The Countryman rides on the same 105.1-inch wheelbase as the Clubman, but it’s 1.5 inches longer, 4.6 inches taller, and just under an inch wider. Those increased dimensions benefit rear-seat space the most. Rear legroom in the Countryman is 3.3 inches greater than in the Clubman. However, front legroom sacrifices 1 inch. But cargo volume, surprisingly, is about the same in both vehicles. That’s the general impression you get when you step inside the interior, too. You don’t really notice the difference in space going from one to the other.
You will notice the Countryman’s slightly less agile handling, however. The crossover’s higher center of gravity means more body roll, though not a lot more. It’s still fun to toss the Countryman around a curvy freeway on-ramp, especially when equipped with All4 all-wheel drive. With virtually identical specs, the Countryman S All4 and Clubman S All4 perform very similarly. The heavier Countryman took 0.2 second longer (7.2 seconds) to get to 60 mph and needed an additional 19 feet (126 feet) to stop from 60 mph. The Countryman went around the figure eight in 26.8 seconds versus 26.5 in the Clubman.
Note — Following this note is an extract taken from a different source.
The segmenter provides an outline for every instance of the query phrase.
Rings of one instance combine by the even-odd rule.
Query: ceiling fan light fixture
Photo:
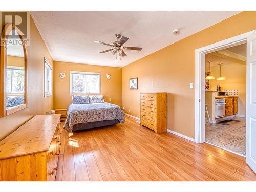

Although the two cars look close on paper, the experience behind the wheel can be much different. The Countryman has a higher seating position, so you lose the low, planted feeling you have in the Clubman. Visibility is better in the Countryman because you have an unobstructed rear view, thanks to a traditional liftgate. That rear opening will be more convenient more often, but I’ve found the Clubman’s barn doors to be handy when I just want to quickly throw something in the back.
Choosing between the Clubman and the Countryman comes down to preference—would you rather feel like you’re driving a crossover or a wagon? But would a Clubman owner feel left out choosing the S instead of the range-topping John Cooper Works model? There would be some performance envy, but not as much as you might think. The Clubman JCW (shown below in black with red accents) is powered by the same 2.0-liter turbo as the S, but it’s tuned to 228 hp and 258 lb-ft—up 39 hp and 51 lb-ft from the S model. That equates to a 0.6-second drop in its 0–60 and quarter-mile times. The JCW only comes in all-wheel drive and gets a unique sport suspension or an optional adaptive damper system. Combined, the JCW’s performance goodies result in a 25.8-second figure-eight lap—0.7 second quicker than the Clubman S All4.
The JCW is tremendously fun to drive, especially when equipped with the slick-shifting six-speed manual like our tester, but you get about 80 percent of that same experience driving the Clubman S. I do wish our long-termer got the newest version of the Mini Connected infotainment system available on later-build 2017 models. The display features sharper graphics and Mini’s first touchscreen, which makes inputting addresses much easier. Starting in July, newly built Clubman models offer Apple CarPlay compatibility.
By picking the Clubman S All4, you’ll miss out on the few extra thrills of the Clubman JCW and the more crossoverlike driving experience of the Countryman, but it won’t be enough to make you want to trade it in for a different Mini.